Possible values for the ‘true’ effect of collective efficacy on criminal damage in the presence of different ranges of systematic (0.25 to 0.45 recording rates) and differential (0.9 to 1.1 risk ratios) errors affecting police recorded crime rates

We can see that the range of possible estimates widens when recording rates are lower. In those instances, results are more sensitive to the value attributed to differential errors. However, we can also see that under most scenarios, the effect of collective efficacy appears to have been underestimated. Specifically, such downward bias is stronger in the scenarios that we noted as most likely, low recording rates and positive differential errors, suggesting that the crime prevention effect has been underestimated. Even if we consider that recording rates and collective efficacy are independent, for an average recording rate of 25% we would have underestimated the effect of collective efficacy on crime reduction by a factor of roughly four.

Discussion

For decades (Biderman & Reiss, 1967; Skogan, 1977), if not centuries (de Candolle, 1830[1987]), it has been known that official crime records do not provide an accurate representation of the true extent of crime; with a substantial proportion of crimes failing to reach the attention of the police, and standards of crime recording varying substantially within and between police forces. However, whilst the limitations of police data are widely acknowledged, empirical assessments of the impact of such large measurement errors remain rare. As a result, the veracity of the existing evidence is unclear. In other words, studies that rely on police recorded statistics might be severely biased (Pepper et al., 2010; Pina-Sánchez et al., 2022).

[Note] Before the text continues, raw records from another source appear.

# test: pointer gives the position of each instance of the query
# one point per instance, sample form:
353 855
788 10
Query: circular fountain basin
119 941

The problem of measurement error is not unique to crime data, and a number of different adjustment methods are regularly used in other disciplines including Epidemiology, Biostatistics, Economics and Psychology. However, many of the methods that have been proposed in those disciplines cannot be readily adopted to adjust for the types of measurement errors present in police recorded crime rates, which are affected by multiple, and to some extent, non-conventional, measurement error mechanisms (Gibson & Kim, 2008; Pina-Sánchez et al., 2022).

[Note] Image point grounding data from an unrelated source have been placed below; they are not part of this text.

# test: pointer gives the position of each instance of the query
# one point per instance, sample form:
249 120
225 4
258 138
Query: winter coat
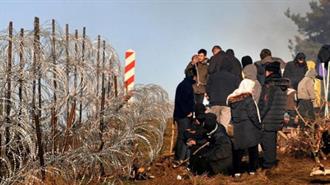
245 120
306 86
237 67
201 69
292 99
295 72
184 99
220 84
216 62
250 72
272 103
219 152
261 67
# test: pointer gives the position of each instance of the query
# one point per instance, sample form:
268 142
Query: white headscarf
246 86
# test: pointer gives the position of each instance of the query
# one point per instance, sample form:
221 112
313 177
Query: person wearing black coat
272 104
237 67
246 126
183 109
296 70
246 60
219 85
217 60
216 156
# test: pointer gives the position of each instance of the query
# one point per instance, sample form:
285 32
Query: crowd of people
225 109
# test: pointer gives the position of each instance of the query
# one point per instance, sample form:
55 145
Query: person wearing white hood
246 124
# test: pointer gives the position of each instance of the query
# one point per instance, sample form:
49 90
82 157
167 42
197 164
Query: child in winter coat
246 126
306 95
211 147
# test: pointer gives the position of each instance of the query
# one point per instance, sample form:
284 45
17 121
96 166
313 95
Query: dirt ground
290 170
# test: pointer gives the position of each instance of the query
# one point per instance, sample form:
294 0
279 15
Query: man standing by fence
200 63
183 113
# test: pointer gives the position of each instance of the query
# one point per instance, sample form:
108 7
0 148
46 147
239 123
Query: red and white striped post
129 70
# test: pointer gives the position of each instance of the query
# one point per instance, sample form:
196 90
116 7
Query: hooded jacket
250 72
261 67
295 71
306 86
219 152
202 75
216 62
273 101
245 116
220 84
237 67
184 98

‘rcme’ is a sensitivity analysis tool designed to enable researchers to explore the extent to which causal estimates derived from regression models where police recorded crime rates are used can be biased as a result of the measurement error mechanisms typically seen in that data. ‘rcme’ works by simulating plausible ranges for the effects of the types of error seen in police recorded crime rates, with the specific values defined by the user. Importantly, since the focus of the adjustment is on the police data itself, rather than on the estimation method, it can be applied to any modelling setting. That is, across all types of regression models, regardless of the response and explanatory variables considered, or where in the model police recorded crime rates are to be introduced.

By applying this sensitivity tool to a typical research question commonly explored in the crime literature, we have illustrated the extent to which the evidence base might be biased, but also that the magnitude of the problem is context dependent. Specifically, our example showed that a typical study exploring the role of collective efficacy in reducing criminal damage using a linear model will likely underestimate the true effect of collective efficacy substantially. Further examples considering different types of models, crime types, and concepts widely explored as either precursors or consequences of crime can be found in our project website (www.recountingcrime.com/workshops/).

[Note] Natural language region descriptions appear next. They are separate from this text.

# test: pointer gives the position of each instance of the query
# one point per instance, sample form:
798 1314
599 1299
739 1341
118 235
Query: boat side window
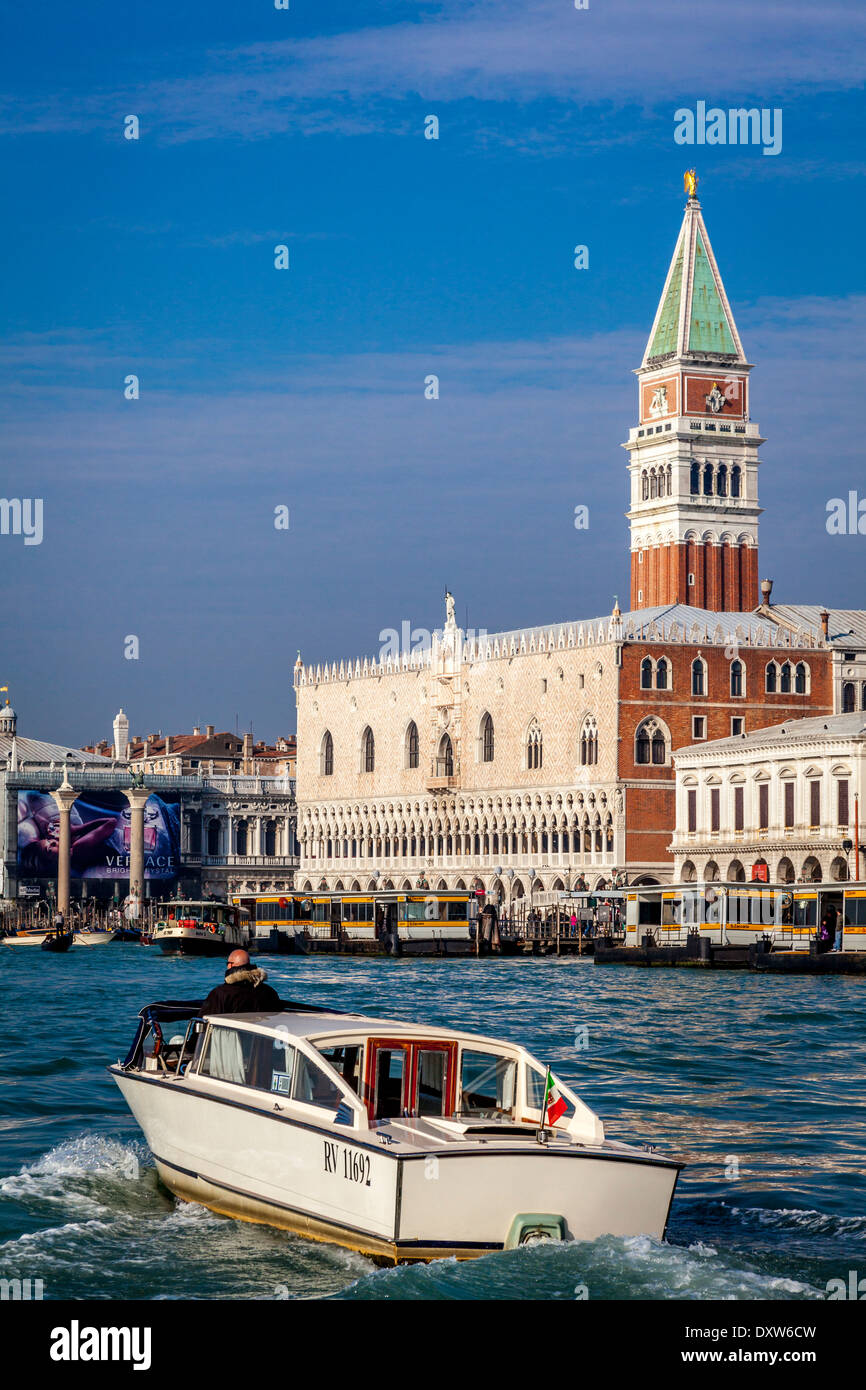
313 1086
227 1055
346 1061
487 1083
257 1059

‘rcme’ has the potential to make assessments of the sensitivity of results to the presence of measurement error routine in the study of crime. However, as with all such tools, the usefulness of the results stems from the precision with which the presence of different types of measurement error can be anticipated. The effectiveness of the sensitivity assessment will be proportional to our knowledge of the underlying measurement error mechanisms. It is therefore crucial that future research sheds light on the forms and prevalence of measurement error present in police data.